Soccer: The Full-Pitch Press
A look at the defense that almost didn’t work
By Matthew Stoss
Outwardly, Craig Jones, BS ’99, was an unflappable man, confident still in his master plan despite the fact it wasn’t really working.
Last season, the GW men’s soccer coach stuck to playing a defense that, well, stunk for the first five games. It gave up 11 goals, and the Colonials—who scored just twice in that span—started 1-4.

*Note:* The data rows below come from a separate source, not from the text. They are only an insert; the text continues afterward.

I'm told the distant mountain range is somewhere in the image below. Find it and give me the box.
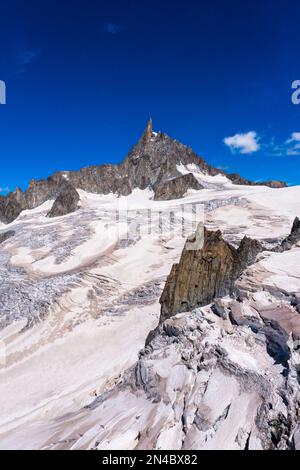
[0,119,286,224]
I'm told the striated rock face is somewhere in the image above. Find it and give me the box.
[0,191,24,224]
[227,173,287,188]
[47,182,80,218]
[154,173,203,200]
[61,165,132,197]
[24,178,57,209]
[160,226,262,323]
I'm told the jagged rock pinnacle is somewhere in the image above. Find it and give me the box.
[142,117,153,143]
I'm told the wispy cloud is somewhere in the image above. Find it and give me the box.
[287,132,300,143]
[286,133,300,156]
[245,132,300,157]
[224,131,260,154]
[104,22,122,34]
[7,47,42,77]
[17,47,42,66]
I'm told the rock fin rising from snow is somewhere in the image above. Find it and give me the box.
[160,226,262,323]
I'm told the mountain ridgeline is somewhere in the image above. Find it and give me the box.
[0,119,286,224]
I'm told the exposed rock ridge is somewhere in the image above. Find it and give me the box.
[227,173,287,188]
[160,226,262,323]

“When I walked out of the office,” Mr. Jones says, “I had to look like I was 100 percent still behind it, and there were days where I walked out of the office where I wasn’t—but I had to sell it to my guys. They never once thought I didn’t think it wasn’t going to work, even though in my mind, when I’d get in here … and look at my stuff and I’d be like, ‘We gotta think about, I don’t know, changing some of this up.’”

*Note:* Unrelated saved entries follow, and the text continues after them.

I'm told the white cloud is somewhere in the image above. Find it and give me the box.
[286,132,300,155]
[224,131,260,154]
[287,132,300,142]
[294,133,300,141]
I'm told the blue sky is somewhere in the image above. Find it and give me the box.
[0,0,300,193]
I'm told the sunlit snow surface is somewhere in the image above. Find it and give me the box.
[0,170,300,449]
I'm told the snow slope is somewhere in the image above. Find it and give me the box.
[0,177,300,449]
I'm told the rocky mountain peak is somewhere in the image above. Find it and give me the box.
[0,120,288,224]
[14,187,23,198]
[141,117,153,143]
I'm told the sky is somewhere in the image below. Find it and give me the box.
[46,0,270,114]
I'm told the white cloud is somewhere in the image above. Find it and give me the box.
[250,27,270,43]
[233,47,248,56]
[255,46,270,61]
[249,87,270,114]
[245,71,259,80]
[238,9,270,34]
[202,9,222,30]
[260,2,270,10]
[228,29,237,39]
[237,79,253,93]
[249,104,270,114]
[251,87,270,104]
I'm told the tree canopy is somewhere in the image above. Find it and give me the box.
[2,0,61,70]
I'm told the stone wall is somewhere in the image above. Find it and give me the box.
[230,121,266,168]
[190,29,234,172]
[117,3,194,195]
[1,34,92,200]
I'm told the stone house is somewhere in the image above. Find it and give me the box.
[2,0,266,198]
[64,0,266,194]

Mr. Jones resisted, and GW—committed to its aggressive, pressure-up-high defense—turned it around and, led by an imposing back line, went 9-4 the rest of the season to win the 2015 Atlantic 10 regular-season title.
Seven of those nine wins were by shutout.
Genius, right?
“I wouldn’t go that far,” says Mr. Jones, laughing.

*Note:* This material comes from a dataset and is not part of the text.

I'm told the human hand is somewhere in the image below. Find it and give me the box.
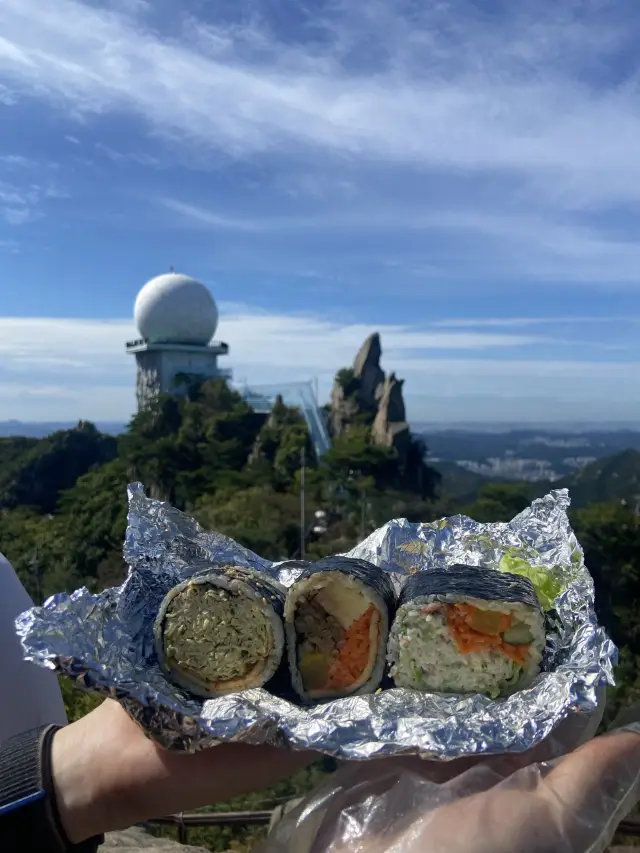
[51,698,315,844]
[266,728,640,853]
[393,730,640,853]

It’s the culmination of a four-year rebuilding project during which Mr. Jones has rewritten program philosophy and overhauled the roster.
Taking over for longtime coach George Lidster—for whom Mr. Jones, a native of Merthyr Tydfil, Wales,
played defender/midfielder from 1995 to 1998—Mr. Jones made GW’s playing style more possession-oriented, moving from the more direct, kick-it-long approach of his predecessor. Mr. Jones turned the offense-defense relationship more symbiotic by pushing up the defense and shortening the field. This is based on the simple axiom that it’s easier to score when the ball’s closer to the net.
To paraphrase a basketball term: Mr. Jones likes to full-pitch press.
In 2015, the Colonials (10-8-0 overall, 6-2-0 in the A-10) gave up 23 goals, third fewest in the 13-team A-10, and its seven shutouts were tied with Fordham, La Salle and Saint Louis for second most behind VCU’s eight. George Mason and Saint Louis led the league in fewest goals allowed with 21 each.
In the A-10 tournament, GW lost in the quarterfinals to VCU, the eventual tourney runner-up.
The problem, though, is that when Mr. Jones took over, he didn’t have the personnel to play the possession-oriented style he prefers. He still needed big, fast guys; he just needed them to be more skilled with the ball. He also needed them to run more. And it took three years to get enough of these players and to build chemistry among them.
“We have a lot more technical players,” says senior midfielder Garrett Heine, GW’s leading scorer in 2015 (nine goals, 22 points) and a first-team All-A-10 pick. “We’ve recruited a lot more players that are physically fit, that are able to play 90 minutes without having to use too many subs, which makes us stronger all around.”
Mr. Heine, like Tobi Adewole—a senior defender, second-team All-A-10 selection and an anchor of GW’s heart-and-soul back line—is a product of a youth-soccer academy. Essentially a farm system for college and pro teams, the academy model was set up in 2007 by the U.S. Soccer Federation to bring the American system more in line with the world model and to shift the focus of youth soccer from games to instruction.
Now, there are thousands of academies, also called clubs. U.S. Soccer has its own academy, as do each of MLS’ 20 teams.
“I think the academy is the best way moving forward for youth soccer,” says Mr. Heine, who played for the San Diego Surf Club.
Mr. Jones says academies, which are sanctioned and monitored by U.S. Soccer, produce players that are more technically sound and more of them—making it easier to find the sort of players he needed for his roster reshaping.
This season, three of Mr. Jones’ eight incoming freshmen played academy soccer—one of them, Reese Moore, played in the system of the Columbus Crew, an MLS team—to help replenish a team that lost four starters.
“We don’t want to be the team that goes out and wins the regular season and then doesn’t do anything the next year,” Mr. Adewole says. “We want to build off that because we were seen as the underdogs last year, but [this] year, we’re not going to be seen as underdogs. People are going to expect what we’re throwing at them, so we’re going to play even harder.”